We are working on SailPoint IdentityIQ 8.3, and we have a requirement to track entitlement revocation details at the Identity level.
Currently, under: Identity → Events tab → Access Requests, we can see request-level information such as:
Operation (e.g., Disable)
Application
Approval Status
Provisioning Status
However, we are not able to see which specific entitlement(s) were revoked for the user.
Requirement:
We want to display detailed entitlement-level information (e.g., entitlement name/value) in the Identity → Events tab, specifically for revoke/remove operations.
@Viraj You can write a before and after provisioning rule to log an audit event for action=identityLifeCycleEvent.. this will make an entry in the Events section. Also, you should be able to see the revocation details in History tab as well.

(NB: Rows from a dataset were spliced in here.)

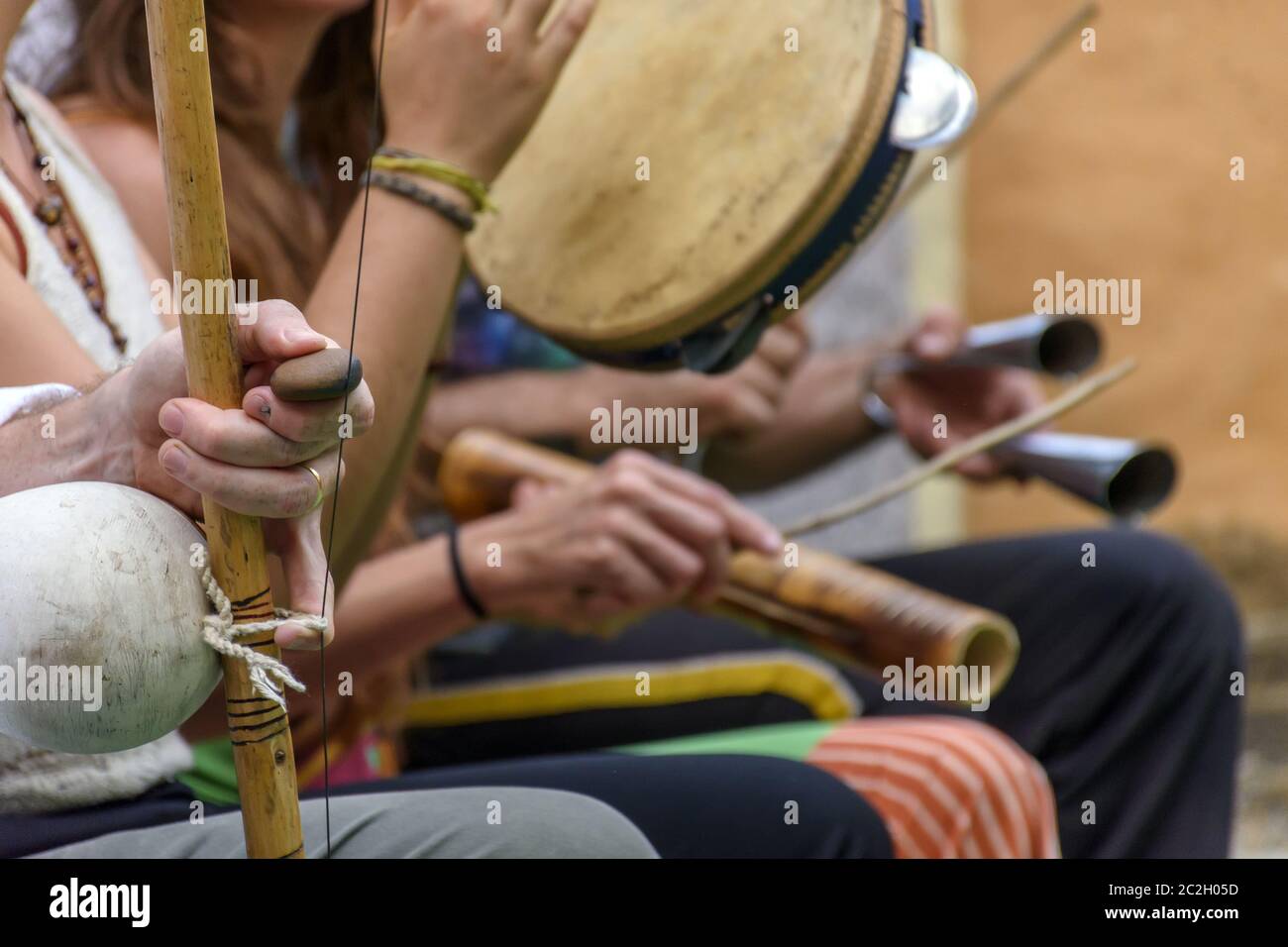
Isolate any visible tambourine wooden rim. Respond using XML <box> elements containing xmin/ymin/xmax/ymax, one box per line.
<box><xmin>467</xmin><ymin>0</ymin><xmax>928</xmax><ymax>369</ymax></box>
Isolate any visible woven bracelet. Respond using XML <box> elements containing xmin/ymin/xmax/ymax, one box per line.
<box><xmin>362</xmin><ymin>171</ymin><xmax>474</xmax><ymax>233</ymax></box>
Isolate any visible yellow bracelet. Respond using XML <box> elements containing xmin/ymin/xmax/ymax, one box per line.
<box><xmin>371</xmin><ymin>149</ymin><xmax>496</xmax><ymax>211</ymax></box>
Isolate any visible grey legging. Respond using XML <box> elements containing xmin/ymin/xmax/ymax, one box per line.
<box><xmin>33</xmin><ymin>788</ymin><xmax>657</xmax><ymax>858</ymax></box>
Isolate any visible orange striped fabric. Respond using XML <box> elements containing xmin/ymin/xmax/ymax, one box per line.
<box><xmin>806</xmin><ymin>716</ymin><xmax>1060</xmax><ymax>858</ymax></box>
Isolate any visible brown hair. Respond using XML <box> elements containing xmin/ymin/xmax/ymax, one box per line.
<box><xmin>54</xmin><ymin>0</ymin><xmax>375</xmax><ymax>307</ymax></box>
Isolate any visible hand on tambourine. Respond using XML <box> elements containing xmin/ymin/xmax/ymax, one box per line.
<box><xmin>875</xmin><ymin>308</ymin><xmax>1046</xmax><ymax>480</ymax></box>
<box><xmin>112</xmin><ymin>300</ymin><xmax>375</xmax><ymax>647</ymax></box>
<box><xmin>690</xmin><ymin>313</ymin><xmax>808</xmax><ymax>437</ymax></box>
<box><xmin>374</xmin><ymin>0</ymin><xmax>595</xmax><ymax>181</ymax></box>
<box><xmin>460</xmin><ymin>451</ymin><xmax>782</xmax><ymax>629</ymax></box>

Access Requests section is only for Access Request raise for the user.
Or if we this is a common requirement across all apps for remove requests through LCM, you can generate the audit event in the LCM workflow itself after provisioning step.
It is disable request, i believe there are no entitlements inside to show.
Even if there is an item/entitlement inside, the expected columns — Item and Value, which display entitlement details, are not shown for the Manage Accounts request type. Incase of other request type for ex Request Access you can see those columns.
Adding to this, you can see the certification revocation details in History tab under Identity Certification History.
There are by default audit events already created when an entitlement is revoked.
You should not try to customize the OOTB Ui, its not recommended.
Probably you can think of building a custom form/ plugin to show the details separately. would recommend not to modify the OOTB UI.